Feline infectious peritonitis is often suspected based upon a cat’s presenting clinical signs, which typically include fever, ocular (eye) and nasal discharge, weakness, lethargy, loss of appetite, weight loss and depression. Labored breathing, dehydration, vomiting, diarrhea and neurological abnormalities are also commonly present. Routine blood work, including a complete blood count and a serum biochemistry profile, can reveal the elevated liver enzymes and abnormal blood protein levels that typically are present in cats with FIP. Thoracic (chest) and abdominal radiographs may disclose an abnormal accumulation of fluid in those body cavities. This is called “effusion,” or “ascites.” Fluid aspirated from the chest or abdomen of cats with the wet form of this disease can be analyzed by a number of different laboratory tests. Blood samples from cats with extremely elevated blood protein (globulin) levels can be submitted for serum protein electrophoresis. Cerebrospinal fluid samples also can be analyzed for protein content, which typically is elevated in affected cats. However, the only definitive way to diagnose FIP is to take a surgical biopsy of an affected organ – often the intestine – and to analyze it microscopically by a process called histopathology. Other organs commonly affected by FIP are the liver, eyes, brain, kidney and pancreas. Most cats with the dry form of this illness eventually develop eye or brain symptoms, or both.

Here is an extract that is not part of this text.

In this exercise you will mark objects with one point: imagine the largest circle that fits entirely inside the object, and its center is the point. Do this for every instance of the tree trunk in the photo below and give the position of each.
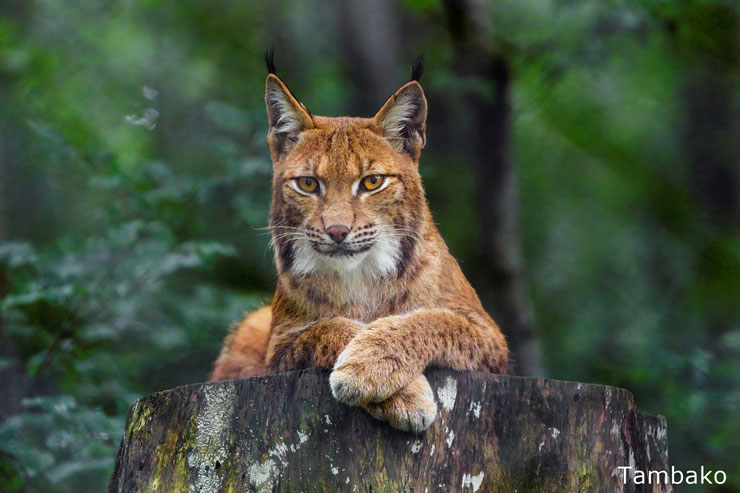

Feline infectious peritonitis is an incurable illness. The goals of treatment are to manage the affected cat’s comfort and try to ensure a pain-free quality of life for as long as possible. The comfort and quality of life of affected animals may be enhanced by certain medications and supplements, such as prednisone, cyclophosphamide, interferon, low-dose aspirin and vitamin C. Good nutritional and environmental support is also essential to support cats with FIP.
The feline coronavirus can be killed by household disinfectants, such as a bleach-water combination in a 1:32 part dilution. Multi-cat environments should be cleaned and disinfected regularly. Once a cat develops observable signs of FIP – either the wet or the dry form – it is virtually certain that he will die from the disease.
The prognosis for cats with clinical symptoms of FIP is poor. Cats with the wet form typically have a more guarded prognosis than do those with the dry form, but both types are ultimately fatal. Unfortunately, both the wet and dry forms of feline infectious peritonitis are inevitably fatal. Cats with the wet form of FIP usually die within a matter of months after the onset of observable symptoms. Cats with the dry form of this disease usually have a longer, more chronic illness, but it also invariably ends in death. There is no effective treatment for FIP at this time, although this disease is the subject of a great deal of focused research. Euthanasia is usually recommended to relieve the suffering of affected animals.